I remember that scene from the film Little Buddha where the Buddha, played by Keanu Reeves, is sitting underneath the bodhi tree and confronts the totality of his mind—all of the desire, sexuality, pent-up lust, rage—the armies of Mara come through and there are blood and guts all over the place. Then Mara herself appears in the reflection of a small pool in front of him—the source of all of his rage, all of his grief, all of his hatred—and he still faces her with complete openness and acceptance. And when he’s remained steady and unflinching through all of it, the image reverts and he sees his own reflection in the pool. It’s that thoroughgoing facing of himself, not missing any of his humanity, which puts an end to all of the conditioning.
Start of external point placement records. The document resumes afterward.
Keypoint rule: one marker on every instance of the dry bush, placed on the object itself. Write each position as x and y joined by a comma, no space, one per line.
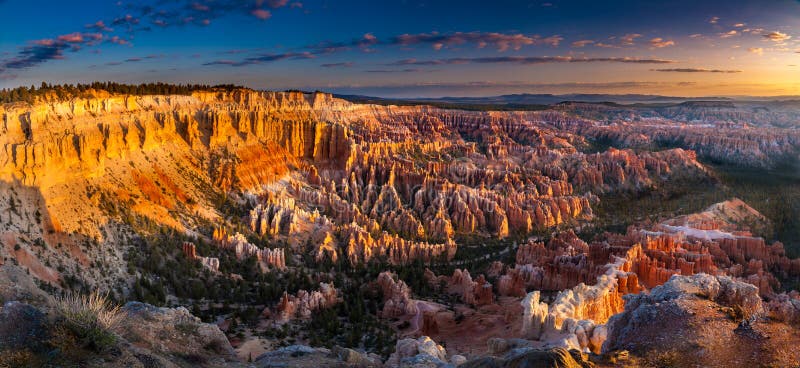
92,319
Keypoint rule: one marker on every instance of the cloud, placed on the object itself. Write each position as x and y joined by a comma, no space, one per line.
659,42
777,36
41,51
265,58
99,26
119,41
338,65
629,39
695,70
582,43
500,41
261,14
136,16
412,70
530,60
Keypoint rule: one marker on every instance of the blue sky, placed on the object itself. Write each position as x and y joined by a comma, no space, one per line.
410,48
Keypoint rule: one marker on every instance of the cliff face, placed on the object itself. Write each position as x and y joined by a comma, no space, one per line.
41,142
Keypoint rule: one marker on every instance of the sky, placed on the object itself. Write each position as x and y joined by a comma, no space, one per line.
410,48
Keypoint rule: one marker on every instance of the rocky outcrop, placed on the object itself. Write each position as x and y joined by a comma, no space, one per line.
301,356
304,303
478,292
239,244
397,300
576,316
211,263
556,357
175,332
733,331
421,352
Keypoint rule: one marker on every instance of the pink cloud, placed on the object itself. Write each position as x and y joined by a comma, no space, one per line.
261,14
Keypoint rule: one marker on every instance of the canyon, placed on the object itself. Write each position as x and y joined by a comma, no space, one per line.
462,235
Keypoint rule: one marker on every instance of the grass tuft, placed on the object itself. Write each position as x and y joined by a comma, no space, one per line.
92,319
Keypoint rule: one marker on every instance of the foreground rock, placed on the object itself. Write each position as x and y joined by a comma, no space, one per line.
306,356
149,337
534,358
701,320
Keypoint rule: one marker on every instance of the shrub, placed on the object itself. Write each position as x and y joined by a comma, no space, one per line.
92,319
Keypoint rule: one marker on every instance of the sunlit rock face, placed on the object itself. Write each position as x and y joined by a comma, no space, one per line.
293,179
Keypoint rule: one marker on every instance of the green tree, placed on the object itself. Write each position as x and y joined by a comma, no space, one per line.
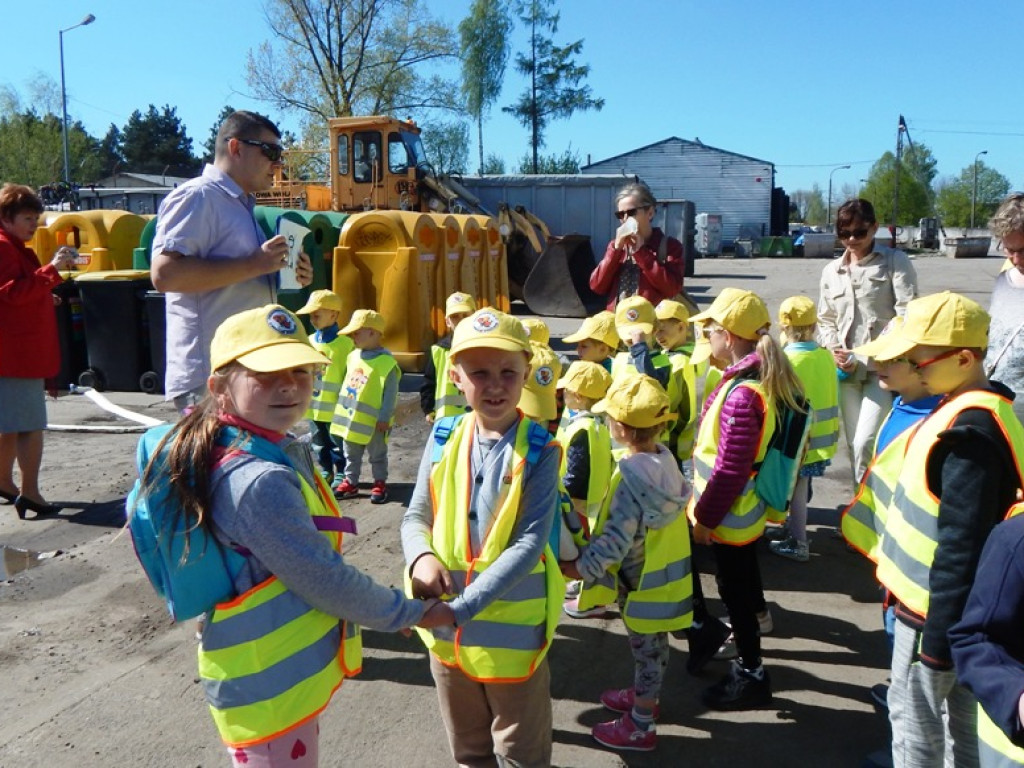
815,212
952,202
342,57
567,162
31,151
881,190
446,144
158,142
210,145
484,36
555,90
494,164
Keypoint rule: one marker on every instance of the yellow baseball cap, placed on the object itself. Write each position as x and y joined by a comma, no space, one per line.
491,329
459,303
740,312
634,313
669,309
798,310
586,379
600,327
941,320
364,318
637,401
323,299
539,399
266,339
537,330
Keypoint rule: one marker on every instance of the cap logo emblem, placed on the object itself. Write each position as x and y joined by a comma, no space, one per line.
281,322
484,323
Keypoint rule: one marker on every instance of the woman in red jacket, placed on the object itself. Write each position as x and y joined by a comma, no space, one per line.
644,261
29,350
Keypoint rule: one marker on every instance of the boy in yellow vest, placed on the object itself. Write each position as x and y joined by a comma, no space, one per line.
438,396
596,340
324,308
476,534
366,408
639,554
961,474
798,317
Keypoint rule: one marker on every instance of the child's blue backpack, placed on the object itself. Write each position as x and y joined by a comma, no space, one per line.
190,581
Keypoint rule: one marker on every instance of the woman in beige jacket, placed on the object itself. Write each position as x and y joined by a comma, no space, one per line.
860,292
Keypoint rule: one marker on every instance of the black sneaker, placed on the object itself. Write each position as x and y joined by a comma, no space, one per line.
739,690
880,697
705,643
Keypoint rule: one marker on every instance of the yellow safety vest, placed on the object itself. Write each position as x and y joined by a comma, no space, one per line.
744,521
816,371
507,640
995,751
599,445
361,396
864,519
664,599
448,399
269,662
329,381
911,525
682,386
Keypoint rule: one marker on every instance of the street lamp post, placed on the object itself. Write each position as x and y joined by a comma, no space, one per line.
837,168
64,96
974,192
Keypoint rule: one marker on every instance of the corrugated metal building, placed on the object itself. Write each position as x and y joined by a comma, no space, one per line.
734,185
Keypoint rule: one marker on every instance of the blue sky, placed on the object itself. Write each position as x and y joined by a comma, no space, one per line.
805,85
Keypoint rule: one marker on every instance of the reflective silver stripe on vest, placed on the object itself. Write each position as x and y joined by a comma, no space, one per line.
822,440
913,569
657,610
498,635
674,571
265,685
252,624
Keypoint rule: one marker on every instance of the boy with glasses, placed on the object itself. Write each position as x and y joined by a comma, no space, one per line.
209,255
962,471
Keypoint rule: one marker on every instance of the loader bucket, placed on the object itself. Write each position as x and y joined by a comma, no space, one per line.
558,285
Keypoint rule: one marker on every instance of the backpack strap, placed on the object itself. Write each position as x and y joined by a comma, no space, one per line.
440,433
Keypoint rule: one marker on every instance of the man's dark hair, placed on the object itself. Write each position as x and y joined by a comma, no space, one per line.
244,124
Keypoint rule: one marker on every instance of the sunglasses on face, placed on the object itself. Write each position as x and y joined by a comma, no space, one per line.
621,215
855,233
270,152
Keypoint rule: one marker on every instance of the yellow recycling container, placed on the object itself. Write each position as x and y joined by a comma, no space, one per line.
105,240
386,261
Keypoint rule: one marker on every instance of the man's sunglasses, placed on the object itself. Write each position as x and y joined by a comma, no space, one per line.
621,215
855,233
270,152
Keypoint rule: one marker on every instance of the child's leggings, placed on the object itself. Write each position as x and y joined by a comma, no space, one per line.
297,749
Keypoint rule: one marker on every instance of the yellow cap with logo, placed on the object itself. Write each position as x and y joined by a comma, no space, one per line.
637,401
266,339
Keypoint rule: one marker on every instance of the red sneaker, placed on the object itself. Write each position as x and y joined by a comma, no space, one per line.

Recently I’ve had the opportunity to visit some colleges as part of an exploration of contemplative practice in education. In one of the schools, I met with the mental health professionals on the campus and we spoke about what they see as a narrowing of an affective range people consider normal. It seems as if the culture of campus life is tolerating an ever-thinner bandwidth of emotional well-being. So it’s almost like if you get just slightly too excited, or there is even the suggestion of a kind of despair, something needs to be done. But this perspective is deeply wrong. Taken to an extreme, it’s as if we’re going to be defining bipolar illness as just a movement of the mind toward a nice thought and then a bad thought: if you can’t keep it neutral, then you’re in trouble. That’s why the fourth Ox-Herding Picture is such an amazing antidote.The poem for the image is: “Through extraordinary effort he sees the ox still. Its will is forceful, its body spirited. Sometimes it runs high into the mountains. Other times it disappears into the mist.” That’s you. You better be ready for the full range of ecstacy and despair.